We then compared the optimized SHERRY with NEBNext® Ultra™ II, a commercially available kit, for bulk RNA library preparation. This NEBNext kit is one of the most commonly used kits used for RNA-seq experiments, with 10 ng total RNA being its minimum input limit. We therefore tested the RNA-seq performance with 10 ng and 200 ng total RNA inputs, each condition having three replicates. SHERRY demonstrated comparable performances with NEBNext for both input levels (Fig. S4B). For the 10 ng input tests, SHERRY produced more precise gene expression measurements across replicates (Fig. 3A), probably because of the simpler SHERRY workflow.
Next, we compared the ability to detect differentially expressed genes between HEK293T and HeLa cells using SHERRY and NEBNext. In all three replicates, SHERRY detected 11,269 genes in HEK293T cells and 10,774 genes in HeLa cells, with high precision (correlation coefficient R2=0.999) (Fig. 3B, Fig. S5A). The numbers of detected genes and their read counts identified by SHERRY and NEBNext were highly concordant (Fig. 3C, Fig.S5B). This excellent reproducibility of SHERRY ensured the reliability of subsequent analyses. Then we plotted a heatmap of the distance matrix (Fig. 3D) between different cell types and library preparation methods. Libraries from the same cell type were clustered together as expected. Libraries from the same method also tended to cluster together, indicating internal bias in both methods.
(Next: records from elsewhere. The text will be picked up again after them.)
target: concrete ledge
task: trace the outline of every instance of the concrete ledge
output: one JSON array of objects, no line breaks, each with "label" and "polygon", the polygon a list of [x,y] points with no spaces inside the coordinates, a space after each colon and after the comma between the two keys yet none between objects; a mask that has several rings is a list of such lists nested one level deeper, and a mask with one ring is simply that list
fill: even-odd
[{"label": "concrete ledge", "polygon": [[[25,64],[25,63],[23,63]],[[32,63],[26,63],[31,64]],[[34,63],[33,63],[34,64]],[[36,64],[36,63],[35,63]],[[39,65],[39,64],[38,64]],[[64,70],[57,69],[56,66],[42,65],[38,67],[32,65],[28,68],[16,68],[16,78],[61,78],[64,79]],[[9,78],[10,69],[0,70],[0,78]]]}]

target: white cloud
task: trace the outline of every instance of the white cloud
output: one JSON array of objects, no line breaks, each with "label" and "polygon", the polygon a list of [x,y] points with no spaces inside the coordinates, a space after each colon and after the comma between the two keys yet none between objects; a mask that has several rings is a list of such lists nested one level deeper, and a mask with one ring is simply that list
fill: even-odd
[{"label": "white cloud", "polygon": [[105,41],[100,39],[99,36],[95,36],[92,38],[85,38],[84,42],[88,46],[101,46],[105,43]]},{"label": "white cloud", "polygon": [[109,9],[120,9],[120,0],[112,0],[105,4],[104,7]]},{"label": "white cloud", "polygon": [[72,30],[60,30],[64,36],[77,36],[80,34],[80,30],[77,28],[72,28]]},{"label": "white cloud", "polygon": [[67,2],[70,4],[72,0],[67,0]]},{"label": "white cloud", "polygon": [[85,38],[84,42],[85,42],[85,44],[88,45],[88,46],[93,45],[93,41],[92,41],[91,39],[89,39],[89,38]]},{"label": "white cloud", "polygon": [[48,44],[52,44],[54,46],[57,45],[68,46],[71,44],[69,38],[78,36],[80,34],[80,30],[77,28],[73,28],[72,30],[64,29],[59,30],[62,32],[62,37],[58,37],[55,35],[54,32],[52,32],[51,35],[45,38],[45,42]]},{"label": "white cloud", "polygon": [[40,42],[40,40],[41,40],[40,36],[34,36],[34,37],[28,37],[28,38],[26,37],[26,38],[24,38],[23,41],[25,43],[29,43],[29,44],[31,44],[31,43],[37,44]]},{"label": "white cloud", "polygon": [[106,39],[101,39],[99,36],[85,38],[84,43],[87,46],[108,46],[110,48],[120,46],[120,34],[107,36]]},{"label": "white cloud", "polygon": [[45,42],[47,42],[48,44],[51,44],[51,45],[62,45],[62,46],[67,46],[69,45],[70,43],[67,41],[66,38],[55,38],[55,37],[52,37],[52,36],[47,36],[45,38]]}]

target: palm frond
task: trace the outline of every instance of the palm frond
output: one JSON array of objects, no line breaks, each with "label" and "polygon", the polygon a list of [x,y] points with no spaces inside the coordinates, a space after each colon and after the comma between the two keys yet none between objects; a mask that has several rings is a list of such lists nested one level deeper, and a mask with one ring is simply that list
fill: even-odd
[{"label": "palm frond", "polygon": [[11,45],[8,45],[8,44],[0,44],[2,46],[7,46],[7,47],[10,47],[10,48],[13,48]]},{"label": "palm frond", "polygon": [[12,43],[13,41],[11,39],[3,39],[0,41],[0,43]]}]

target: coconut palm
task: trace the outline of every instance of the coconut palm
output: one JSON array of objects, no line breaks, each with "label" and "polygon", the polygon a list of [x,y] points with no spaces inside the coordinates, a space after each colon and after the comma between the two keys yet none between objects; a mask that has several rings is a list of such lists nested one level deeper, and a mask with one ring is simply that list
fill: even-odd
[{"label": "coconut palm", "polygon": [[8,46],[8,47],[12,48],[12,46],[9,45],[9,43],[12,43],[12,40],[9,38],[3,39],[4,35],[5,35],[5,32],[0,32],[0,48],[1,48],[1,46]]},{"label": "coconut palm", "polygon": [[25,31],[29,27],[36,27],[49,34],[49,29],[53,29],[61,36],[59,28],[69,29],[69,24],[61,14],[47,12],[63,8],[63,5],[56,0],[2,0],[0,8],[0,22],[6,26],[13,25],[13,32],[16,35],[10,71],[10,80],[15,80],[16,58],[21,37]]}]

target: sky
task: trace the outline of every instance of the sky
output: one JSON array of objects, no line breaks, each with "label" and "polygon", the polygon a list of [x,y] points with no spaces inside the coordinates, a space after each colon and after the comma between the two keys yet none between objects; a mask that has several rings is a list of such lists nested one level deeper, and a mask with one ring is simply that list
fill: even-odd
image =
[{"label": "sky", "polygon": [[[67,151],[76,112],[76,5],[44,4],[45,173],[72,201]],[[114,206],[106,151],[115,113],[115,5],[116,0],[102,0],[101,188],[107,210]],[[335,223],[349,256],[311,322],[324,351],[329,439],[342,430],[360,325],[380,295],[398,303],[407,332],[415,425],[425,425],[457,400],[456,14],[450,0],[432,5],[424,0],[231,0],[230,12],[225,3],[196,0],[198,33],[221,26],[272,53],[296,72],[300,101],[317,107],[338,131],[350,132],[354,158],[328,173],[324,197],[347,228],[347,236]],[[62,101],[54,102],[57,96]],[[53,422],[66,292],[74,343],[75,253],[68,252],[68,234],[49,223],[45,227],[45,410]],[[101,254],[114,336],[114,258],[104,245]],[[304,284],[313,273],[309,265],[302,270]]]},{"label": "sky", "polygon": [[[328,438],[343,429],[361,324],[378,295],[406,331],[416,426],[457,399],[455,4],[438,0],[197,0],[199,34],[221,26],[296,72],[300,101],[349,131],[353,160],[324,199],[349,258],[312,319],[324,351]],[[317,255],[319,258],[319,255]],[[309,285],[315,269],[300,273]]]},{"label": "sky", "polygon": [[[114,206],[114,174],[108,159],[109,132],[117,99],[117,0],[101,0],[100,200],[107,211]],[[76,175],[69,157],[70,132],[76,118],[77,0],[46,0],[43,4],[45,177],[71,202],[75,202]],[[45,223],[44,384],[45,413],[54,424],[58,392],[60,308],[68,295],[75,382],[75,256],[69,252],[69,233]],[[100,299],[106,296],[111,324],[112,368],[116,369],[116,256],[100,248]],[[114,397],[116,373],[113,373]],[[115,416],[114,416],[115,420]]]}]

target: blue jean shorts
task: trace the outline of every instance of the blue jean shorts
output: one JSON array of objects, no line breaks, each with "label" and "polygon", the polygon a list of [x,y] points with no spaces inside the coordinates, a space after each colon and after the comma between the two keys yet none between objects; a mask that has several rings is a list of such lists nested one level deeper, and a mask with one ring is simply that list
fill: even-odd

We then used DESeq2 to detect differentially expressed genes (P-value <5×10−6, |log2Fold change| >1). In general, the thousands of differentially expressed genes detected by both methods were highly similar (Fig. S5C) and their expression fold-change was highly correlated (correlation coefficient R2=0.977) between SHERRY and NEBNext (Fig. 3E). Examination of the genes that showed differential expression in only one method, revealed the same trend of expression change in the data from the other method (Fig. S5D and E). We conclude that SHERRY provides equally reliable differential gene expression information as NEBNext, but with a much faster and less labor-intensive process, specifically saving around two hours hand-on time (Fig. S7A).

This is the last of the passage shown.